The synthesis of the DNA-affibody chimera of 4 support oligomerization deoxyfluorouridine of embodiment
By the single-stranded A13F-NH of DNA2(261.6 μ g, 16.8nmol) is dissolved in 200 μ L phosphate buffer (PBS, 10mM
PO43-, 137mM NaCl, 2.7mM KCl) in, the DMSO that 20 μ L contain 50mM EMCS is added thereto.37 DEG C of reaction 3h,
22 μ L (3M) sodium acetates are added, stop reaction.After 600 μ L pre-cooled ethanols are added and are placed 30 minutes at -20 DEG C,
15000g, 30min centrifugation.Precipitate the ethanol washing with 70%.DNA is dissolved in the PBS solution of 200 μ L after washing, then to its
It is middle that the 1500 μ LPBS solution for containing 1500 μ g (180nmol) affibody are added, 1-5h is reacted at room temperature, reaction mixing is obtained
Object.
Reaction mixture purifies on Capto DEAE column (1mL, GE Healthcare), and with containing 500mM and
Tris-HCl (10mM, the pH8.0) buffer of 1000mM NaCl elutes.Using 10% native polyacrylamide gel electrophoresis
Analyze the DNA-affibody chimera of purifying.As seen from Figure 2, DNA-affibody chimera mainly collects purification result
In in Tris-HCl (10mM, pH8.0) eluent of 500mM NaCl, collect the elution fractions for separating in next step.
The eluent containing DNA-affibody chimera of previous step separation is pure by the continuation of Ni- affinity chromatographic column
Change.Upper step eluent is loaded on HisTrapTM HP column (1mL, GE Healthcare), then with containing 300mM
Pillar is washed 5 times of column volumes by 50mM TrisHCl (pH8.0) buffer of NaCl and 10mM imidazoles.Finally,
HisTrapTM HP column is eluted with 50mM Tris-HCl (pH8.0) buffer containing 300mM NaCl and 150mM imidazoles.It adopts
With the DNA-affibody chimera of 10% native polyacrylamide gel electrophoresis analysis purifying.Purification result can be with by Fig. 3
Find out, DNA-affibody chimera is concentrated mainly in 50mM Tris-HCl (pH8.0) eluent of 150mM imidazoles, is received
Collect the elution fractions for separating in next step.
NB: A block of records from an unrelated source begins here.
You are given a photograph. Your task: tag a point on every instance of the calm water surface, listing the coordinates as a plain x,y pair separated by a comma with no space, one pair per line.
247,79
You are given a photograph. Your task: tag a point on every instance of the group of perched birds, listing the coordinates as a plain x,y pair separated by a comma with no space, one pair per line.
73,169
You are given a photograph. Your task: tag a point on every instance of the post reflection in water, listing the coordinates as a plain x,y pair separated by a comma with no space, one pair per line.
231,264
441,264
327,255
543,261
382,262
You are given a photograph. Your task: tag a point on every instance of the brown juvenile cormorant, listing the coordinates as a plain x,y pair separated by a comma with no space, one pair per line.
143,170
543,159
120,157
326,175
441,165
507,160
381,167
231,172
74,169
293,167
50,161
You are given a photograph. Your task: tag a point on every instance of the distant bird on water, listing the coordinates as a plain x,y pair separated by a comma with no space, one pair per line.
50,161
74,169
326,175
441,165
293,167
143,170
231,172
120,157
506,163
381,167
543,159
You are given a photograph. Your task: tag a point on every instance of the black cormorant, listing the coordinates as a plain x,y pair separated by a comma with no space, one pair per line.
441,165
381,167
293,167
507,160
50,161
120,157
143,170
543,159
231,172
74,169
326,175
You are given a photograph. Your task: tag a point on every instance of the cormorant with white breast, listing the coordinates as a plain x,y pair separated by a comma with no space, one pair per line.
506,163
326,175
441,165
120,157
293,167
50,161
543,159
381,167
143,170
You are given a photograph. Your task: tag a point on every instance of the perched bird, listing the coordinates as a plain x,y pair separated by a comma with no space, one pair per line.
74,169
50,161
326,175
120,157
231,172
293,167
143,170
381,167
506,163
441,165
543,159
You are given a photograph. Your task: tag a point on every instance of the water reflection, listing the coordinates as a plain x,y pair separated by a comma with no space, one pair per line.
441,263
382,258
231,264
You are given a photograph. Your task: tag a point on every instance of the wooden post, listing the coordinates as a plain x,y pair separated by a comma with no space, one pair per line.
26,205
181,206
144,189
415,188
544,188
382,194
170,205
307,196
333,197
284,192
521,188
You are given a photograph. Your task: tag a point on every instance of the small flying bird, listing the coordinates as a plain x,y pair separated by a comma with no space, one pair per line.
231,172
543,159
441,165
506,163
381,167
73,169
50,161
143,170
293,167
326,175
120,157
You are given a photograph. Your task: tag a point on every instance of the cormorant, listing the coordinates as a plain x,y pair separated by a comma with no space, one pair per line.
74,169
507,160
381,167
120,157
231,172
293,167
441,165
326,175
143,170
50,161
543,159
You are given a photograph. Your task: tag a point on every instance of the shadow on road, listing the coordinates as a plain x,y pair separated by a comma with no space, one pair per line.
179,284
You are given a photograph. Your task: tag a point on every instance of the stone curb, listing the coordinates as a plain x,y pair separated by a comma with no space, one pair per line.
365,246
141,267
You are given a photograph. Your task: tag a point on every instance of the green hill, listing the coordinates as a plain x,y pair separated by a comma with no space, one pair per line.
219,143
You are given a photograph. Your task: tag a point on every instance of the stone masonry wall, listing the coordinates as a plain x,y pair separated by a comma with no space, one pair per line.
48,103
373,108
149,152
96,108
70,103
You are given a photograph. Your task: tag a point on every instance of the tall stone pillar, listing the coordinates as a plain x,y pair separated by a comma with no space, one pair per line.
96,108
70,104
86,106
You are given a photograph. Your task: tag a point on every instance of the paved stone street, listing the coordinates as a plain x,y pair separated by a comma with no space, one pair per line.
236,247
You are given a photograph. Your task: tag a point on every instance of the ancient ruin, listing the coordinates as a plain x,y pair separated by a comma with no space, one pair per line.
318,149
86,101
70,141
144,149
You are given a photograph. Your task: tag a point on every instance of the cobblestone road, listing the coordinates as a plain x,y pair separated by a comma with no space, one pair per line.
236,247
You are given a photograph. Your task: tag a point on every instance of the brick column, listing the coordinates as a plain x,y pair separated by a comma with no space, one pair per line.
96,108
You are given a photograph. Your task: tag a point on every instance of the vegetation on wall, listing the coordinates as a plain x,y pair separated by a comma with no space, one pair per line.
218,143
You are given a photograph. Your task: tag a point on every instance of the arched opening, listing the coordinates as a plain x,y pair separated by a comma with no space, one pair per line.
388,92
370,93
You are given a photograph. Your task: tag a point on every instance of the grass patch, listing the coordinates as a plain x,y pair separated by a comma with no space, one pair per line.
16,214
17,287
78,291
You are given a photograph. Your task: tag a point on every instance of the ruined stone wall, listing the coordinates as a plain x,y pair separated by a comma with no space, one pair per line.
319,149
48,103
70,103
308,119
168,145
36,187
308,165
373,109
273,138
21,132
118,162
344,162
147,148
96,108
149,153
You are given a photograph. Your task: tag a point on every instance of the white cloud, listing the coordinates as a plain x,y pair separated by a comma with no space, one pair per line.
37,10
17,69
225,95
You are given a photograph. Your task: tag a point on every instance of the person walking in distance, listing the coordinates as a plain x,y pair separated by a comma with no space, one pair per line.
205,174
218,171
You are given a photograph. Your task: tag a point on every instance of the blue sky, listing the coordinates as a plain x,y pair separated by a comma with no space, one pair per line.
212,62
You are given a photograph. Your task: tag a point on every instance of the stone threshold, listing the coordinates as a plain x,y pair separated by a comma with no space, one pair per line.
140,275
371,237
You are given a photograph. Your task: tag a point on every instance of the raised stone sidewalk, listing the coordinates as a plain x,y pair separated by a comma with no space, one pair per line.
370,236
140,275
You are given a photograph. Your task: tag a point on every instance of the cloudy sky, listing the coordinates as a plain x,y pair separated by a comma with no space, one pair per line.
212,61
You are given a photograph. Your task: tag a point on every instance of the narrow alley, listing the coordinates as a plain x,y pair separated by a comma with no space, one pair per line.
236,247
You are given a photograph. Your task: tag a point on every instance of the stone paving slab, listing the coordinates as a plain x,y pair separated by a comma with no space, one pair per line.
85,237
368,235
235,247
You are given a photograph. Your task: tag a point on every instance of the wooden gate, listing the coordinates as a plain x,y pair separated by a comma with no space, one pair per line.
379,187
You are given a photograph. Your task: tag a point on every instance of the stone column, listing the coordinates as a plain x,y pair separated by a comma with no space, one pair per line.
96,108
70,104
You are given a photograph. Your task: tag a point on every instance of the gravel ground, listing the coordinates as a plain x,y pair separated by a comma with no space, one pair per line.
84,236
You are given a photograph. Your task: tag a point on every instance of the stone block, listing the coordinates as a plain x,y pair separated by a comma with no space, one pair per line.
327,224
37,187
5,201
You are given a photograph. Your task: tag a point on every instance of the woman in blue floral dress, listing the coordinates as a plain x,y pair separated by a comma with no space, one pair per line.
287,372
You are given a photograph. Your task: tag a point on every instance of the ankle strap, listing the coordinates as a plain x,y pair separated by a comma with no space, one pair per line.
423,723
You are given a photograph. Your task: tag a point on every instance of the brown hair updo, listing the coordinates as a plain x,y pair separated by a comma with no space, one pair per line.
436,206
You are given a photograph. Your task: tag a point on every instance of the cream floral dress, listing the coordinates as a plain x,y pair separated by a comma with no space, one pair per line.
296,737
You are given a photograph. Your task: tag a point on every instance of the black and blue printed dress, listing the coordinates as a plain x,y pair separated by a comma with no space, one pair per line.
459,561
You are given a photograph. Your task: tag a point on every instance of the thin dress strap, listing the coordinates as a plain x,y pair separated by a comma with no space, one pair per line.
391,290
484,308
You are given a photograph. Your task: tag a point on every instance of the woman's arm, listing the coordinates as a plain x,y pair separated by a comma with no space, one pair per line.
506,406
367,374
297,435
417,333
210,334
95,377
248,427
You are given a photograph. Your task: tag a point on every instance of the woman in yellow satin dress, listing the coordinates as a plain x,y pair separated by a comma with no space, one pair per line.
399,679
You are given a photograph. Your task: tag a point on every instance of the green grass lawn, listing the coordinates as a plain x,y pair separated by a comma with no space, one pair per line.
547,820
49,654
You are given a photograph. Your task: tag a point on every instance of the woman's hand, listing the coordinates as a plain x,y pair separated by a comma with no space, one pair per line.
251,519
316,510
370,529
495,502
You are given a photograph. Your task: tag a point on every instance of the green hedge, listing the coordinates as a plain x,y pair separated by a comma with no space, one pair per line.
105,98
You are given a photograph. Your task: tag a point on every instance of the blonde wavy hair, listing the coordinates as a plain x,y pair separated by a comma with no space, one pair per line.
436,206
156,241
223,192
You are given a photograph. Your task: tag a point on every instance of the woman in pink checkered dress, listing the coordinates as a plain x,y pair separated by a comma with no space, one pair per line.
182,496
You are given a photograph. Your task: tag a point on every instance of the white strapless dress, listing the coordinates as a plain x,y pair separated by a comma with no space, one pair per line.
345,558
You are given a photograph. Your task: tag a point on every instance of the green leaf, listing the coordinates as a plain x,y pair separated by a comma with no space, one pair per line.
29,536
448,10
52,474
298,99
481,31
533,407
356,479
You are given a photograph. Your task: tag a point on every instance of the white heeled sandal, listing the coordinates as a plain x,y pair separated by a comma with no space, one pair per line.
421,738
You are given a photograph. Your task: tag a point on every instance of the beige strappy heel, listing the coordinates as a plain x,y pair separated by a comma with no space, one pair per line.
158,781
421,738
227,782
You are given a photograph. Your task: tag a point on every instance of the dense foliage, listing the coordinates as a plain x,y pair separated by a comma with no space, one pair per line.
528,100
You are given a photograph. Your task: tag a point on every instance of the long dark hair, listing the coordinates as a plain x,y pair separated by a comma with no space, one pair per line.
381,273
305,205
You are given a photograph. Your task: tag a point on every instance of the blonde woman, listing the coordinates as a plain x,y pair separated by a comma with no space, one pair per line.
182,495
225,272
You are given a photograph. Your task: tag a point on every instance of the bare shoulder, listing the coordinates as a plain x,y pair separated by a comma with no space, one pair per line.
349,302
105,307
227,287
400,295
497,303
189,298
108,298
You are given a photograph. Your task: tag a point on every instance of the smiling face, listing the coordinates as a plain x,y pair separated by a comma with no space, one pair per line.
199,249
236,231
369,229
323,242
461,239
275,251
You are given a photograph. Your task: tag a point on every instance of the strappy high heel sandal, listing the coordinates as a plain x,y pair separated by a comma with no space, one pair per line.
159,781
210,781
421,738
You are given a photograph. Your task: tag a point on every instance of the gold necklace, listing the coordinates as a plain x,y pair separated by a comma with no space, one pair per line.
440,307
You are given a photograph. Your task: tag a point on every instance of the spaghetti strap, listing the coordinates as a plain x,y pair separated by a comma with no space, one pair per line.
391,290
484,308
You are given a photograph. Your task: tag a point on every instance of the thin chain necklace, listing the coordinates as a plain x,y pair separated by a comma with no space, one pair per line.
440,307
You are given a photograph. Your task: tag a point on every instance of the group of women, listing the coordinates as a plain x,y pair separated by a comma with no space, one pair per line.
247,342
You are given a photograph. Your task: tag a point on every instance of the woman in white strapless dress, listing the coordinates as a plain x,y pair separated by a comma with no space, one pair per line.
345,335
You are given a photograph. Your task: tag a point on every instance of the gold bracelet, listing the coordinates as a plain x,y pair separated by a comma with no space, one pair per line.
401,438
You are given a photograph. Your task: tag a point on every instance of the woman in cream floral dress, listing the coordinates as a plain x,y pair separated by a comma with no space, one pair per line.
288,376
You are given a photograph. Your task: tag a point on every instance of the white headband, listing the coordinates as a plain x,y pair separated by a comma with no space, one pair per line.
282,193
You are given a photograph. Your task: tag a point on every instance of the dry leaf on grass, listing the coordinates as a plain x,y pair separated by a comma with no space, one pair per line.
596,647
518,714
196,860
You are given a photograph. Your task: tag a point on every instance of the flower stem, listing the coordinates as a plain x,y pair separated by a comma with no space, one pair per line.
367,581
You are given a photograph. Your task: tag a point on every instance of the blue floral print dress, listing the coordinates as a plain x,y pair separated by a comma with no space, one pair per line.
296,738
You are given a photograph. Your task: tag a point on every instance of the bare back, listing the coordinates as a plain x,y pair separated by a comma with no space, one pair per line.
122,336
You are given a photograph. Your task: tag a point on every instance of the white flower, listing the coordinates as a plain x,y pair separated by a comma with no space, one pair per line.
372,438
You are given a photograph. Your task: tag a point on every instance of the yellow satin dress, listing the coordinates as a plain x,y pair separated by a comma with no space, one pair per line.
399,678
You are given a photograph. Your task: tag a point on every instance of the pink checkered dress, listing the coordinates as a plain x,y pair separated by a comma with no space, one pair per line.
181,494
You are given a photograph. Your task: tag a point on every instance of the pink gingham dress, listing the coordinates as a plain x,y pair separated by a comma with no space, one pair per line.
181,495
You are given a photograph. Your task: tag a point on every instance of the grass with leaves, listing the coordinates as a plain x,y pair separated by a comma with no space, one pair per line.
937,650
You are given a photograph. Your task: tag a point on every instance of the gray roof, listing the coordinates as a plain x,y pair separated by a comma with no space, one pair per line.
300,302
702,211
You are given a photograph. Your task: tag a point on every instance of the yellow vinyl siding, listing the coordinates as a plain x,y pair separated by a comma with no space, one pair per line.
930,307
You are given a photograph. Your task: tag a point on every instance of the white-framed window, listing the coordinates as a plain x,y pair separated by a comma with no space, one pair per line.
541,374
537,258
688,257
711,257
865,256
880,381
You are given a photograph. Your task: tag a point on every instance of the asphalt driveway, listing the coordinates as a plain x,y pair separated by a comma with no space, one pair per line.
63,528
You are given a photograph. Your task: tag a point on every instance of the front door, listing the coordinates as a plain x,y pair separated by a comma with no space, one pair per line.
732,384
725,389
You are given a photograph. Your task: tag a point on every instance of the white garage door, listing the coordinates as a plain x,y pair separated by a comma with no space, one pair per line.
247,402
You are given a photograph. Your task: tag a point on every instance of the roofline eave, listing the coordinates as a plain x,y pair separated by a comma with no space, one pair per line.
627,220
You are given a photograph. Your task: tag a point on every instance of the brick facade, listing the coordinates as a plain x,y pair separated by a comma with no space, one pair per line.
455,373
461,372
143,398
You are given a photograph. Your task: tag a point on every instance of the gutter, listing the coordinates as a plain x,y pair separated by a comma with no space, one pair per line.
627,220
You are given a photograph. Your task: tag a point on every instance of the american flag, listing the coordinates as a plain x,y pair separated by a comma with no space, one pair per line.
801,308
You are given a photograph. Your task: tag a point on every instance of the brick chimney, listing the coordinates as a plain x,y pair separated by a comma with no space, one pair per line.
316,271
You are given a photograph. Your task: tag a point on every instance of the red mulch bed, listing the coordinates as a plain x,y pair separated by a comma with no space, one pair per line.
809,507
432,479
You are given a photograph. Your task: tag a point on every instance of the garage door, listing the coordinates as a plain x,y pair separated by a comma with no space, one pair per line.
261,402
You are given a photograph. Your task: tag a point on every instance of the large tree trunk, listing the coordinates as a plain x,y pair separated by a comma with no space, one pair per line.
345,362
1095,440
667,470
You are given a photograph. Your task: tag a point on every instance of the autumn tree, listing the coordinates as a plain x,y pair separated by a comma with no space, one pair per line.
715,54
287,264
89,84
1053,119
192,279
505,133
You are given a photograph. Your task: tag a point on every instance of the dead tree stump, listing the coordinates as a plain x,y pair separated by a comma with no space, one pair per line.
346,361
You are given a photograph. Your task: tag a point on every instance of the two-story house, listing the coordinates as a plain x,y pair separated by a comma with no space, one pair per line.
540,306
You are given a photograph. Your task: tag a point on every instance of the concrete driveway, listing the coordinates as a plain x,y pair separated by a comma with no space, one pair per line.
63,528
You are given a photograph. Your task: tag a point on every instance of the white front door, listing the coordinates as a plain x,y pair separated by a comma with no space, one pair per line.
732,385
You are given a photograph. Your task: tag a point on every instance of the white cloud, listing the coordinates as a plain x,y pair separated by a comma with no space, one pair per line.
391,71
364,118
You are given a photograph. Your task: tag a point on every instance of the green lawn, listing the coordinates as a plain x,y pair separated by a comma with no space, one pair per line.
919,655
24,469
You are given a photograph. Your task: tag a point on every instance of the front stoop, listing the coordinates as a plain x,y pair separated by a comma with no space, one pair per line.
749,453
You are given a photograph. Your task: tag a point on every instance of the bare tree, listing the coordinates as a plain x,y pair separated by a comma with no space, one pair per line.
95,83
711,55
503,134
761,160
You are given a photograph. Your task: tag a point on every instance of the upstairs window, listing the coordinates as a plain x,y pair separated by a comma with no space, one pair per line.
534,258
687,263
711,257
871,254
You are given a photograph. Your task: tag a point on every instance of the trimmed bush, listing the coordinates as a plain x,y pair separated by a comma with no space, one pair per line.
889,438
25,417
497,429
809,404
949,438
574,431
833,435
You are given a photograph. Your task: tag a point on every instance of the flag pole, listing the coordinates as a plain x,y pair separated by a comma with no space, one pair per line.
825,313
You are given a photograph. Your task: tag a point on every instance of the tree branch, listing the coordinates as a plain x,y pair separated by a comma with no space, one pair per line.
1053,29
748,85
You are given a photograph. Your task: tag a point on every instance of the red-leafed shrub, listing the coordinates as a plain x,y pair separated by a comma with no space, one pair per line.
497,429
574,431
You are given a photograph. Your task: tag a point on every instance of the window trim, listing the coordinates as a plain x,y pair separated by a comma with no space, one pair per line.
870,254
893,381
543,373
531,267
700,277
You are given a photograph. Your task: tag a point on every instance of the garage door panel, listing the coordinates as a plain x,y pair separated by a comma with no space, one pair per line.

The DNA- after purification of concentration is obtained using ultrafiltration centrifugal filter (relative molecular mass ends 10kDa)
Affibody chimera, using the DNA-affibody chimera after the concentration of 12%SDS-PAGE detected through gel electrophoresis, and respectively
It is dyed with Coomassie brilliant blue and GelRed, can be seen that DNA-affibody chimera from Fig. 4 result both can be by coomassie
Brilliant blue dyeing, can also be dyed, and purity > 90% by GelRed, show that DNA-affibody chimera is coupled successfully.This is dense
Chimera after contracting is saved at 4 DEG C for testing in next step.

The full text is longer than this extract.